[PATCH v2 0/2] x86/xen: avoid 32-bit writes to PTEs in PV PAE guests

linux-kernel.vger.kernel.org archive mirror
 help / color / mirror / Atom feed

* [PATCH v2 0/2] x86/xen: avoid 32-bit writes to PTEs in PV PAE guests
@ 2018-08-21 15:37 Juergen Gross
  2018-08-21 15:37 ` [PATCH v2 1/2] x86/xen: don't write ptes directly in 32-bit PV guests Juergen Gross
                   ` (3 more replies)
  0 siblings, 4 replies; 8+ messages in thread
From: Juergen Gross @ 2018-08-21 15:37 UTC (permalink / raw)
  To: linux-kernel, xen-devel, x86
  Cc: boris.ostrovsky, hpa, tglx, mingo, Juergen Gross

While the hypervisor emulates plain writes to PTEs happily, this is
much slower than issuing a hypercall for PTE modifcations. And writing
a PTE via two 32-bit write instructions (especially when clearing the
PTE) will result in an intermediate L1TF vulnerable PTE.

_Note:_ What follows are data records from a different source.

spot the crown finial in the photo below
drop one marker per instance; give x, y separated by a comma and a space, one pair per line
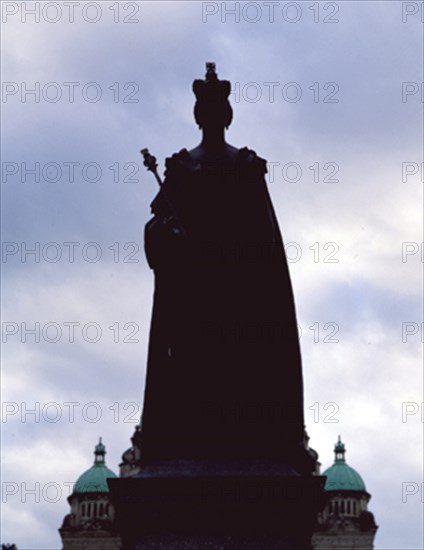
211, 71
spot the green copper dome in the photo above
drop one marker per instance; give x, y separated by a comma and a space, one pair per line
340, 476
95, 479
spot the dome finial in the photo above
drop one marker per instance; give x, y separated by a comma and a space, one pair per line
99, 452
339, 450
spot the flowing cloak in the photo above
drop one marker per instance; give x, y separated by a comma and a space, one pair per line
224, 375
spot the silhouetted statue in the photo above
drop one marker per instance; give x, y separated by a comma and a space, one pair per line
224, 378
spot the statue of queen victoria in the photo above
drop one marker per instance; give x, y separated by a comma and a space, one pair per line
224, 375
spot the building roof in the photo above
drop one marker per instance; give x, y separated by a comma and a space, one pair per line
340, 476
94, 480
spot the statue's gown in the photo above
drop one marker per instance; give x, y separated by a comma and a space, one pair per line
224, 377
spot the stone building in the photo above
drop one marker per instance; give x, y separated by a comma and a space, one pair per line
90, 524
345, 522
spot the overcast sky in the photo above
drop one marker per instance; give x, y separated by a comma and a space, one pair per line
331, 95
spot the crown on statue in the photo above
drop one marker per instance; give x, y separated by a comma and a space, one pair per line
211, 89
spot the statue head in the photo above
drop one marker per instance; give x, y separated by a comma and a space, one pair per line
212, 108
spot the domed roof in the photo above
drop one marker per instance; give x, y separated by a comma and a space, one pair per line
95, 479
340, 476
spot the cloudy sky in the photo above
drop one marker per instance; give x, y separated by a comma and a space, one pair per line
330, 94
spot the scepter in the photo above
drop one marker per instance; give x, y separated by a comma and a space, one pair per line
152, 165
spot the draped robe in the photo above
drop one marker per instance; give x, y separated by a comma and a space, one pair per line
224, 375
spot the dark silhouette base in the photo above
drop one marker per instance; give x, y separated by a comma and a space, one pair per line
205, 505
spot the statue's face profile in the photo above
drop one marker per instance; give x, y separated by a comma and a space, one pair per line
211, 115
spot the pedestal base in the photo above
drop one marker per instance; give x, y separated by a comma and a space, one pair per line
196, 505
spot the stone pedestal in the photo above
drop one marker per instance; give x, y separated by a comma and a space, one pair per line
208, 505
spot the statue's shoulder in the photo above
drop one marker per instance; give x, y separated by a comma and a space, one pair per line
178, 162
249, 156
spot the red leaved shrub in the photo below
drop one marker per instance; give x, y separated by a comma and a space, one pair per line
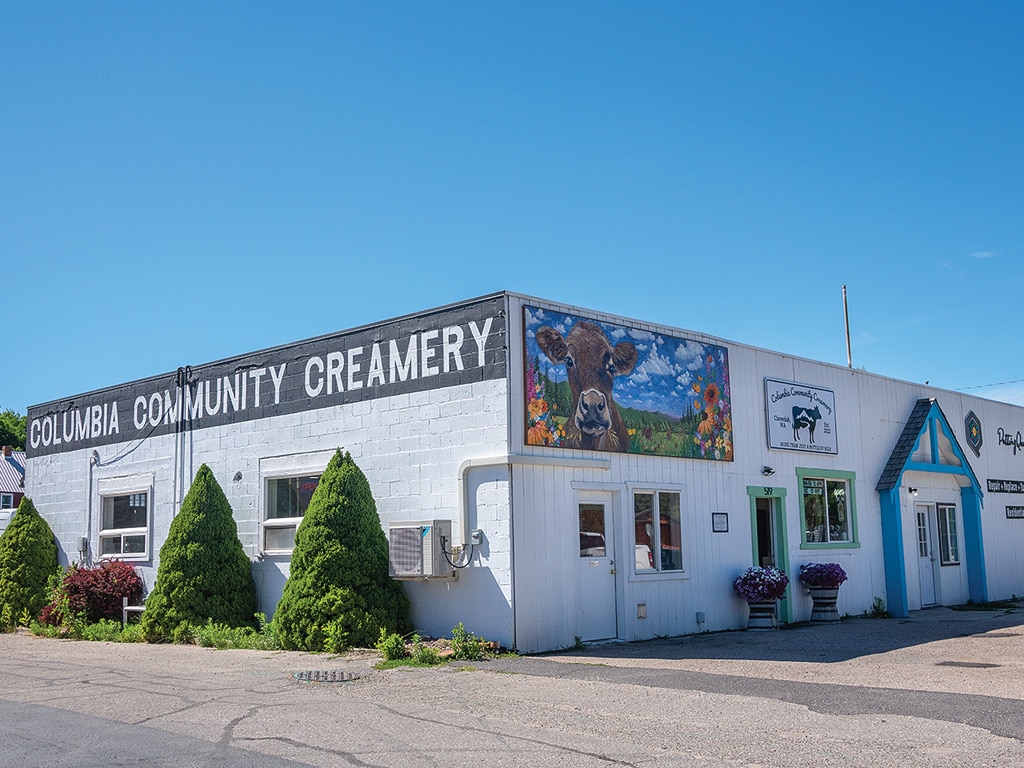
95, 593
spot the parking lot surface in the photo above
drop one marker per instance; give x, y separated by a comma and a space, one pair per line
941, 688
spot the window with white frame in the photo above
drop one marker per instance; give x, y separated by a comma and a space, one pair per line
657, 531
287, 500
827, 507
948, 544
125, 526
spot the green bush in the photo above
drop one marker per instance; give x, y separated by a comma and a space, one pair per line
204, 573
391, 645
220, 636
466, 645
28, 558
339, 593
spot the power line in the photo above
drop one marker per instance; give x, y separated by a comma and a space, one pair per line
997, 384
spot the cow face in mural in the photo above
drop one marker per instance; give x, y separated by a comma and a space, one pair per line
592, 365
672, 395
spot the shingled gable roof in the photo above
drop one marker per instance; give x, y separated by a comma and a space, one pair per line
904, 445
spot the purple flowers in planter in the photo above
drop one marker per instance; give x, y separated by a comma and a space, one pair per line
827, 574
760, 584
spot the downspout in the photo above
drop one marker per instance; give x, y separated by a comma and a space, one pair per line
892, 551
510, 460
977, 583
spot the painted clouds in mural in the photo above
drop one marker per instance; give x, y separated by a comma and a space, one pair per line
600, 386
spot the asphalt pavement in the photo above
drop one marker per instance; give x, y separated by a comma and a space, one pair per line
942, 688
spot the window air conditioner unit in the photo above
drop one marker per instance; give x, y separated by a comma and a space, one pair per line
416, 550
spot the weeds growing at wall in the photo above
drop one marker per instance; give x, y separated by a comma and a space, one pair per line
396, 650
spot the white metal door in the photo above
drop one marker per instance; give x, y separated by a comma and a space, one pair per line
926, 554
596, 566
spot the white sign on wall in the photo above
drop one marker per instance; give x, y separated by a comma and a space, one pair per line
800, 417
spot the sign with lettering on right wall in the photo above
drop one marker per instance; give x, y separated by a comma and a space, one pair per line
800, 417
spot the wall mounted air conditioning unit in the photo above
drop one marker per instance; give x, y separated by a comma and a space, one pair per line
416, 550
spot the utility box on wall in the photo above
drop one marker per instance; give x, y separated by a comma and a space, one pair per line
420, 550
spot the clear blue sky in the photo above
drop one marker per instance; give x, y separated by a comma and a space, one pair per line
181, 182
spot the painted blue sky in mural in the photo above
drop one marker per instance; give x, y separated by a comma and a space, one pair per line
666, 371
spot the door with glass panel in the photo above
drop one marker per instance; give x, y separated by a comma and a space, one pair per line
596, 569
926, 553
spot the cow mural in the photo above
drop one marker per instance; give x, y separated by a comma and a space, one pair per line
592, 365
599, 386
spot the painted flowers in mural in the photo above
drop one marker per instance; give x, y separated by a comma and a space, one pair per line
601, 386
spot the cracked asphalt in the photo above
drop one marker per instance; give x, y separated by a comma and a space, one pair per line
942, 688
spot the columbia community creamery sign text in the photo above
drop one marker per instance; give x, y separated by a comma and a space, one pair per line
448, 347
800, 417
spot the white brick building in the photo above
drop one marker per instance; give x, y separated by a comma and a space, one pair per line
470, 414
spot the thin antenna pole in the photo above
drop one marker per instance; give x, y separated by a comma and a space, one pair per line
846, 315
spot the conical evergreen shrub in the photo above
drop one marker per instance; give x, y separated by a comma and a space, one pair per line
28, 558
338, 592
204, 572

Writes to PAE PTEs should always be done with 64-bit writes or via
hypercalls.

Juergen Gross (2):
  x86/xen: don't write ptes directly in 32-bit PV guests
  x86/pae: use 64 bit atomic xchg function in native_ptep_get_and_clear

 arch/x86/include/asm/pgtable-3level.h | 7 +++----
 arch/x86/xen/mmu_pv.c                 | 7 +++----
 2 files changed, 6 insertions(+), 8 deletions(-)

-- 
2.13.7


^ permalink raw reply	[flat|nested] 8+ messages in thread

* [PATCH v2 1/2] x86/xen: don't write ptes directly in 32-bit PV guests
  2018-08-21 15:37 [PATCH v2 0/2] x86/xen: avoid 32-bit writes to PTEs in PV PAE guests Juergen Gross
@ 2018-08-21 15:37 ` Juergen Gross
  2018-08-21 15:37 ` [PATCH v2 2/2] x86/pae: use 64 bit atomic xchg function in native_ptep_get_and_clear Juergen Gross
                   ` (2 subsequent siblings)
  3 siblings, 0 replies; 8+ messages in thread
From: Juergen Gross @ 2018-08-21 15:37 UTC (permalink / raw)
  To: linux-kernel, xen-devel, x86
  Cc: boris.ostrovsky, hpa, tglx, mingo, Juergen Gross

In some cases 32-bit PAE PV guests still write PTEs directly instead of
using hypercalls. This is especially bad when clearing a PTE as this is
done via 32-bit writes which will produce intermediate L1TF attackable
PTEs.

Change the code to use hypercalls instead.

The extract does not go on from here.